Parmi les personnes présentes, on notait également pour la deuxième année consécutive, la présence du PRAF (les Patriotes Réfractaires à l’Annexion du Fait). Rejetant l’entente «Franco-Allemande», ces Alsaciens et Mosellans (420.000 en tout) furent dès 1940, explusés vers la zone libre. Parmi eux, 53 s’installèrent à Oradour. Leur nom est inscrit sur la liste des victimes.
Allemagne : vers le rapprochement
Malgré le drame, malgré la souffrance endurée et la perte, dans le massacre, de ses deux soeurs et de sa mère, Robert Hebras tend aujourd’hui la main vers l’Allemagne.«Il est nécessaire que les peuples se rassemblent. J’espère que ces liens étroits que nous tissons avec l’Allemgne nous permettrons d’éviter de telles horreurs.»
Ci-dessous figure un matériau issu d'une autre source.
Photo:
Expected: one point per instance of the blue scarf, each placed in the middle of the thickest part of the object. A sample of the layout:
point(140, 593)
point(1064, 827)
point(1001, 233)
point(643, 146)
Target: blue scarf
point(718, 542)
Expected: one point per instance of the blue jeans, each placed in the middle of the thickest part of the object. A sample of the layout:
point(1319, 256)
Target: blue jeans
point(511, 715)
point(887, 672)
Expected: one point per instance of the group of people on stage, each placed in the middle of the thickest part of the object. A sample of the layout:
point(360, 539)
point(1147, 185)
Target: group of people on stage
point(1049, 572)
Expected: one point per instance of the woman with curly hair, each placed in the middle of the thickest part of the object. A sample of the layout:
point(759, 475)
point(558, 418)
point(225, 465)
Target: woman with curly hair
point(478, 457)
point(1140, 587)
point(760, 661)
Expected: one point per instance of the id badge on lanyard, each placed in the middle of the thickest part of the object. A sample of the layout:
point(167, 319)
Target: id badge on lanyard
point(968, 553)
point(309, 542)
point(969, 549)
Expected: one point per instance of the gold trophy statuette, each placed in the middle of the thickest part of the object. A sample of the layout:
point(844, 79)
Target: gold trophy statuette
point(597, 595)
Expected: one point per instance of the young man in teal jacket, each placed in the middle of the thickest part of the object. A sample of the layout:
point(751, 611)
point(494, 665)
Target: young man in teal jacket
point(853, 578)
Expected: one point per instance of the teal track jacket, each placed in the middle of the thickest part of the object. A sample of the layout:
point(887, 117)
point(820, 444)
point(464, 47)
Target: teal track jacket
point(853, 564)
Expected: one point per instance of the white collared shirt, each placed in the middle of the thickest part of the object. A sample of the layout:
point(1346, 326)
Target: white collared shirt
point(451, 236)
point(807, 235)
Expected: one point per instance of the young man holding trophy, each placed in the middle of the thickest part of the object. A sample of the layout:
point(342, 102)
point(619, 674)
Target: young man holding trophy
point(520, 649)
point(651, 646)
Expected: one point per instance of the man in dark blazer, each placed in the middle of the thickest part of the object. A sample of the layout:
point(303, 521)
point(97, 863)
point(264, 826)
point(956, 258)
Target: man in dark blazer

C’est dans cette voie que s’engage aujourd’hui le maire d’Oradour, Raymond Frugier. Critiqué par certains, compris par d’autres, il a récemment reçu dans sa municipalité un représentant de l’Etat de Bavière, une première à Oradour.
«je n’étais pas au courant, indique Robert hebras, Je ne l’ai appris que le lendemain, par la presse. Je suis favorable au rapprochement. Ce que j’attend cependant, c’est la demande de pardon officielle de la part des autorités allemandes, pour ce qui a été commis à Oradour…»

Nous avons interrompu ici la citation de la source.